1973年生まれ。96年、東京大学文学部イスラム学科卒業。東京大学大学院総合文化研究科博士課程を経て、2001年に日本貿易振興会(当時)アジア経済研究所研究員。国際日本文化研究センターの助教授・准教授を経て、18年10月から現職。この間に、アレクサンドリア大学(エジプト)客員教授、英ケンブリッジ大学客員フェローなどを歴任。著書に、『【中東大混迷を解く】 シーア派とスンニ派』『イスラーム国の衝撃』など(撮影:加藤 康、以下同)
その主たるものの1つは、東エルサレムの取り扱いです。エルサレムは、イスラエルとパレスチナが帰属を争う重要な土地。これについて和平案は「イスラエルの主権下にある首都であり、分割されることはない」としました。
和平案は同時に、パレスチナが求めてきた通り、「東エルサレム」に首都を置くことができるとしています。しかし、これが旧市街を中心とした歴史的に通常の意味での東エルサレムかどうかは明確ではありません。東エルサレムのパレスチナ人が居住している地域は接収されたりユダヤ人の財団や組織によって買い取られたりして侵食されてきわめて小さくなってしまっていますし、長大な分離壁(安全壁)で取り囲まれ、巨大なユダヤ人入植地ができて、ヨルダン川西岸のパレスチナ自治区からほとんど切り離されています。

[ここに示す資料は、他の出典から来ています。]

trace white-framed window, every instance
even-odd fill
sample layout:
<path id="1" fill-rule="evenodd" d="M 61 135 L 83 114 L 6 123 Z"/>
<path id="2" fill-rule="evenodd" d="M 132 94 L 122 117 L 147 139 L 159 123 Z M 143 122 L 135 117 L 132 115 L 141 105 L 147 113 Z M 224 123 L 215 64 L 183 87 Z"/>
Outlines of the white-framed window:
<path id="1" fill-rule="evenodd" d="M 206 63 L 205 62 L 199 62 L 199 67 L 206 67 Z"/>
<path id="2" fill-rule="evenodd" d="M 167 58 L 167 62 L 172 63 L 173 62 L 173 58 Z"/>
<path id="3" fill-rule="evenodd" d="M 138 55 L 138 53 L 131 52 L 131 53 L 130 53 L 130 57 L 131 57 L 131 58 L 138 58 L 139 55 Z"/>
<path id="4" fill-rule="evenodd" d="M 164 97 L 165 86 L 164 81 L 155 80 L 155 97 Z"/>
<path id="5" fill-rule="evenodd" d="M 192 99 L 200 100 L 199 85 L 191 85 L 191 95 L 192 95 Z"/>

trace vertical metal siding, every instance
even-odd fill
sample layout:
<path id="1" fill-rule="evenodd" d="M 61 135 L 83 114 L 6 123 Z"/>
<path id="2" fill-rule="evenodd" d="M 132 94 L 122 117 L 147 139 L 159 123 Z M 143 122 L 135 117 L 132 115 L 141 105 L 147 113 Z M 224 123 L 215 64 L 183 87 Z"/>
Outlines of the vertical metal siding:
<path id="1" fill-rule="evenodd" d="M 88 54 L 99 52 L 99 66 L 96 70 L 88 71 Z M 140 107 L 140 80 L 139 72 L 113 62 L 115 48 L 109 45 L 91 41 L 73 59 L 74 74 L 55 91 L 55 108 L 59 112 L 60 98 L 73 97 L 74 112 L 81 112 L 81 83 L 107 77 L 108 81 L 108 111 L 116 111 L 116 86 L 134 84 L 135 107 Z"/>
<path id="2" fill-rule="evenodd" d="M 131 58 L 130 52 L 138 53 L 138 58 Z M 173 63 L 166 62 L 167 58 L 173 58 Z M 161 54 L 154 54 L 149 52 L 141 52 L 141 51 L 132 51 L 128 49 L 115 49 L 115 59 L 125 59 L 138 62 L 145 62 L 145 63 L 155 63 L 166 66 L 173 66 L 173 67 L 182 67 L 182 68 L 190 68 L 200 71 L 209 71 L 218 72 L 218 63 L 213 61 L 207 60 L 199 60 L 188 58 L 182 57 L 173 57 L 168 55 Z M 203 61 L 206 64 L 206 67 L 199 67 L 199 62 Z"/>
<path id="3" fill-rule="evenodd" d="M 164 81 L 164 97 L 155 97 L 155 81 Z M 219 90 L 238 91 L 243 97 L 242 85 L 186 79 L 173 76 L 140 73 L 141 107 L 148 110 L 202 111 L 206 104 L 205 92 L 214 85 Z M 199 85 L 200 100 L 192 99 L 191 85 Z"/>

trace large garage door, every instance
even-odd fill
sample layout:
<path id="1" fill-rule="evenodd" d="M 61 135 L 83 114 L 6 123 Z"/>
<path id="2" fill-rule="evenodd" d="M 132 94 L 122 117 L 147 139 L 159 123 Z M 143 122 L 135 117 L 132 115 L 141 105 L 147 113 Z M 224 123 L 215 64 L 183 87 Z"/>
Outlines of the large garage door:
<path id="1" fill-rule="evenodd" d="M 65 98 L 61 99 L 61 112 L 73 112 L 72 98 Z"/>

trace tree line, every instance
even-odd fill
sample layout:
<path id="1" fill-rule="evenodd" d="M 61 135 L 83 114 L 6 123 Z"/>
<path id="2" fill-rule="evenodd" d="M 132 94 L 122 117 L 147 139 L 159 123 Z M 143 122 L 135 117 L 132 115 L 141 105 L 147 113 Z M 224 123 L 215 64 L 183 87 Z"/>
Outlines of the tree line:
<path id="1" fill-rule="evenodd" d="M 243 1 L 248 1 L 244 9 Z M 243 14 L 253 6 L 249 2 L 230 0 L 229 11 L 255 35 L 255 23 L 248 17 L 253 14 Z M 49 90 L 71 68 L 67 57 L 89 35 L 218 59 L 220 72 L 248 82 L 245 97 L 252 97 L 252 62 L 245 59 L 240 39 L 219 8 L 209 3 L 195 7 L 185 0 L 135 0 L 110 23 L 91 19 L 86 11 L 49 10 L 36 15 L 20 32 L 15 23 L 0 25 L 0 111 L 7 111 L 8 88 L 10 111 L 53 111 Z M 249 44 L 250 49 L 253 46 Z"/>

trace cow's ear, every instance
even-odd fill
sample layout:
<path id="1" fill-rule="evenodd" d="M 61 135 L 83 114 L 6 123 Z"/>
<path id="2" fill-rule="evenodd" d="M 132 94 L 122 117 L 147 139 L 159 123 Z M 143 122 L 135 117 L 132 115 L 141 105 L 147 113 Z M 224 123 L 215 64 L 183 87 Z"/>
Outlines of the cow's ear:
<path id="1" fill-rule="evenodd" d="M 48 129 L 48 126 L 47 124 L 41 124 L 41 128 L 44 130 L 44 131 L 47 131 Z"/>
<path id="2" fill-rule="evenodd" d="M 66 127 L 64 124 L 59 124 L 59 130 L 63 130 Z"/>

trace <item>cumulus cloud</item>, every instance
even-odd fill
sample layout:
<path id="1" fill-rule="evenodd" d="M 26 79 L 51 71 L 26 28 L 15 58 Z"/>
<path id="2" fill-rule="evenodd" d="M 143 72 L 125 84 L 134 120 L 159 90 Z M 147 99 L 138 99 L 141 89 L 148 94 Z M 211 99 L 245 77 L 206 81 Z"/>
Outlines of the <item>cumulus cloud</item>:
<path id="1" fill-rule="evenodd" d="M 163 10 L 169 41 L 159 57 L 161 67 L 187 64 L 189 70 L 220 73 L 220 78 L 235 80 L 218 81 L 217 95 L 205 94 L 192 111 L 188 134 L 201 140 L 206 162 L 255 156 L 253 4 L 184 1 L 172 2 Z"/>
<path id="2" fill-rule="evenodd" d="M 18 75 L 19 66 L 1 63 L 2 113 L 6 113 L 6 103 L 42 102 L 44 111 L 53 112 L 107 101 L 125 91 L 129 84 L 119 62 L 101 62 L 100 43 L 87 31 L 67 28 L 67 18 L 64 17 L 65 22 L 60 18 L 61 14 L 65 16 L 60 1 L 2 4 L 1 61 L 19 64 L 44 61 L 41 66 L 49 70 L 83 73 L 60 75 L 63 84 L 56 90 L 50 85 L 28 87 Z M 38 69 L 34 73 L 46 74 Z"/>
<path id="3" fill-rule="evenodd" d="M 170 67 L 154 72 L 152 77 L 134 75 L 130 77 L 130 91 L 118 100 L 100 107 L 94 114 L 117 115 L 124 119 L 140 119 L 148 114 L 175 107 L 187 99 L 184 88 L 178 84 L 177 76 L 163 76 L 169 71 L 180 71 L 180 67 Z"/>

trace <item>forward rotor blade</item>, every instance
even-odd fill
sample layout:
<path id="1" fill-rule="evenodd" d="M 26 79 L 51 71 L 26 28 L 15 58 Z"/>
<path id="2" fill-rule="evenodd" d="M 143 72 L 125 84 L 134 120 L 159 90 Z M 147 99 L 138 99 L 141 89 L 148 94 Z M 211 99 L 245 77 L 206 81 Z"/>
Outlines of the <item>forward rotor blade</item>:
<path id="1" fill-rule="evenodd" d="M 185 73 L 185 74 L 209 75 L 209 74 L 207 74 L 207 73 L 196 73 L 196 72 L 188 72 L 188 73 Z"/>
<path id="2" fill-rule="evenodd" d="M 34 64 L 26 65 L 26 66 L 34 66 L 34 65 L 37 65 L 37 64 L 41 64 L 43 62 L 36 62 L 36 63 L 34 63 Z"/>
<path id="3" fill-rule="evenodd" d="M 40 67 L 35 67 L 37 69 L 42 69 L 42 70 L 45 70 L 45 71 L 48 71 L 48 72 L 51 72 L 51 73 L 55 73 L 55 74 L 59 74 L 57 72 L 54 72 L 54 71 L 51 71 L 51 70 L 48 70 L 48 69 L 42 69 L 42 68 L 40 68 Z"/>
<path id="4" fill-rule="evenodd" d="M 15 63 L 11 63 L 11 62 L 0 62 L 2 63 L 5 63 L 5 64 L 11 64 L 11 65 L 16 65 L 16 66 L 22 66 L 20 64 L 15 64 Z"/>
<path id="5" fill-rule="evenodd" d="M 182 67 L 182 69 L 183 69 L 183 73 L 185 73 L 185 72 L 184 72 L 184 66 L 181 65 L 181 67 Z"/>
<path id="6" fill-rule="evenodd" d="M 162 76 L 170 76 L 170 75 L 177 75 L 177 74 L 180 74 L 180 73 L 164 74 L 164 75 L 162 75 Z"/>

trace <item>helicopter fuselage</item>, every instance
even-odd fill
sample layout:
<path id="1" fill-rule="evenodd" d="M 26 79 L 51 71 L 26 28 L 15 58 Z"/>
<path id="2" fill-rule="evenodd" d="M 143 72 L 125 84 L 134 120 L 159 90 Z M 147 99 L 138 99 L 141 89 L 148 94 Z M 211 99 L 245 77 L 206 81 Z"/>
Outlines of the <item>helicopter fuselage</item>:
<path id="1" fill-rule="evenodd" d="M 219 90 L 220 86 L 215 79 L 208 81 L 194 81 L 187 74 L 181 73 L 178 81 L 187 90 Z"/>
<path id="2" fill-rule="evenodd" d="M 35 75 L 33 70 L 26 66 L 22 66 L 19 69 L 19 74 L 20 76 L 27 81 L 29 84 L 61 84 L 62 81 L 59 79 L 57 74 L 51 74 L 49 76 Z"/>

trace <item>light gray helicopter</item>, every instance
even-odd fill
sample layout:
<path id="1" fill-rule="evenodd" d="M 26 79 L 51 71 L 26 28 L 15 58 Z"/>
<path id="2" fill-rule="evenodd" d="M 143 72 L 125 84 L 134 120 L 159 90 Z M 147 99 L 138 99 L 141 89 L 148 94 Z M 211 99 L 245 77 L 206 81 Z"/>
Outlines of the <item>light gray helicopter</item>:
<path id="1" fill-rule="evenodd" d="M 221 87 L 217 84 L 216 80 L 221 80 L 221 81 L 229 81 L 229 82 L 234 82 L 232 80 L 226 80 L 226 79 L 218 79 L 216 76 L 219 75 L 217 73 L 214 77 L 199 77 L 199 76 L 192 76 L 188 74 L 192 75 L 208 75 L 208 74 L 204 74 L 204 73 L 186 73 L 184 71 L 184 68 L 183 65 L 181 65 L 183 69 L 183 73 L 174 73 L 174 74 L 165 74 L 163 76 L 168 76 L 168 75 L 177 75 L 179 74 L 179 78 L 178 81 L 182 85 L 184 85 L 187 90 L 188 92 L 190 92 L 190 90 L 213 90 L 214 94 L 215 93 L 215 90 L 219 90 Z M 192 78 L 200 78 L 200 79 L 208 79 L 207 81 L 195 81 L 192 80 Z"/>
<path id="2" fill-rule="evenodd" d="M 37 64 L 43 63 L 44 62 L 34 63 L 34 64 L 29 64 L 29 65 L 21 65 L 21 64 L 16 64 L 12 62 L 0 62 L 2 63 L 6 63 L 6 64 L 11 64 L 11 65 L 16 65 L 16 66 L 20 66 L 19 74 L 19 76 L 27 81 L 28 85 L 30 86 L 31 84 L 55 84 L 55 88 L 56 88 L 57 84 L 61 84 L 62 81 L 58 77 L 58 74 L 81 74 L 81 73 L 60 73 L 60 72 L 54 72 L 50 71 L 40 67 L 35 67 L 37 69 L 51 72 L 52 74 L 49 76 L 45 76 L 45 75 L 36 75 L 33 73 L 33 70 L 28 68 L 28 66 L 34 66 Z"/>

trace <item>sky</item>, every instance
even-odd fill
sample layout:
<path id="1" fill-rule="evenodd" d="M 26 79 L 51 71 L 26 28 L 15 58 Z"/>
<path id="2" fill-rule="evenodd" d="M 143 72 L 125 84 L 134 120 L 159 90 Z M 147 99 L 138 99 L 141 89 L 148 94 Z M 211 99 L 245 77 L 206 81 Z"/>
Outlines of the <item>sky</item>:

エルサレムの東側の外地域に行政区分としてのエルサレムを拡張して、そこを「東エルサレム」と名付けるという案が以前から提起されています。つまり歴史的にはエルサレムでない場所を東エルサレムと呼んで、そこを首都とするということです。
土地に関してもう1つ大きいのは、イスラエルが占領したヨルダン川西岸地区における入植地について、その大部分をイスラエル領に組み込むとしている点です。1967年の第3次中東戦争でイスラエルが占領したヨルダン川西岸への、ユダヤ人入植地の建設は国際法的に違法とされてきました。これを和平合意によってほぼ全て正当なものとする、というのが今回の案です。